Balancing Hi-C matrices¶
hictk supports balancing .hic, .cool, and .mcool files using ICE (iterative correction and eigenvector decomposition), SCALE, and VC:
user@dev:/tmp$ hictk balance --help
Balance Hi-C matrices using ICE, SCALE, or VC.
Usage: hictk balance [OPTIONS] [SUBCOMMAND]
Options:
-h,--help Print this help message and exit
Subcommands:
ice Balance Hi-C matrices using ICE.
scale Balance Hi-C matrices using SCALE.
vc Balance Hi-C matrices using VC.
The following is an example showing how to balance a .cool file using ICE.
user@dev:/tmp$ hictk balance ice data/4DNFIZ1ZVXC8.mcool::/resolutions/1000
[2024-09-26 16:02:19.731] [info]: Running hictk v1.0.0-fbdcb591
[2024-09-26 16:02:19.731] [info]: balancing using ICE (GW_ICE)
[2024-09-26 16:02:19.734] [info]: Writing interactions to temporary file /tmp/hictk-tmp-XXXX1ZC9FF/4DNFIZ1ZVXC8.mcool.tmp...
[2024-09-26 16:02:22.480] [info]: Initializing bias vector...
[2024-09-26 16:02:22.482] [info]: Masking rows with fewer than 10 nnz entries...
[2024-09-26 16:02:23.392] [info]: Masking rows using mad_max=5...
[2024-09-26 16:02:23.860] [info]: Iteration 1: 36452362.243888594
[2024-09-26 16:02:24.327] [info]: Iteration 2: 21649057.88060747
[2024-09-26 16:02:24.792] [info]: Iteration 3: 7890065.688497526
...
[2024-09-26 16:03:12.285] [info]: Iteration 107: 2.0533518142916073e-05
[2024-09-26 16:03:12.752] [info]: Iteration 108: 1.601698258037195e-05
[2024-09-26 16:03:13.216] [info]: Iteration 109: 1.2493901433163442e-05
[2024-09-26 16:03:13.681] [info]: Iteration 110: 9.745791018854495e-06
[2024-09-26 16:03:13.707] [info]: Writing weights to data/4DNFIZ1ZVXC8.mcool::/resolutions/1000/bins/GW_ICE...
[2024-09-26 16:03:13.708] [info]: Linking weights to data/4DNFIZ1ZVXC8.mcool::/resolutions/1000/bins/weight...
When balancing files in .mcool or .hic formats, all resolutions are balanced.
By default, balancing coefficients are stored in the input file under the name “weight”.
This can be changed by passing the desired name through the --name option.
hictk supports three balancing methods:
Using all (genome-wide) interactions (default)
Using trans interactions only
Using cis interactions only
The balancing method can be changed through the --mode option (e.g., --mode=gw or --mode=cis).
When enough memory is available, hictk can be instructed to load all interactions into system memory by passing the --in-memory flag. This can dramatically speed up matrix balancing, at the cost of potentially much higher memory usage (approximately 1 GB of RAM for every 40M interactions).

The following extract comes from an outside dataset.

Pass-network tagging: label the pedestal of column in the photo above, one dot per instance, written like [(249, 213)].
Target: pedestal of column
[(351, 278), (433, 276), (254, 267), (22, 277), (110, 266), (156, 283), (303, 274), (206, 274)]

Another way to improve performance is to increase the number of threads available for computation using the --threads option.
It should be noted that when using a large number of threads (e.g., more than 16) without the --in-memory option, performance is likely limited by disk throughput. Thus, users are advised to use a large number of threads only when temporary data (/tmp by default on most UNIX-like systems) is stored on a fast SSD.
When the --in-memory option is not used, hictk will create a temporary file under the default temporary folder. This file stores interactions using a layout and compression that are optimized for the access pattern used by hictk balance. When balancing large matrices, this file can be quite large (sometimes tens of GBs). If this is the case, it may be appropriate to change the temporary folder using the --tmpdir option.
Finally, when balancing .hic files, only .hic v9 files and newer are supported.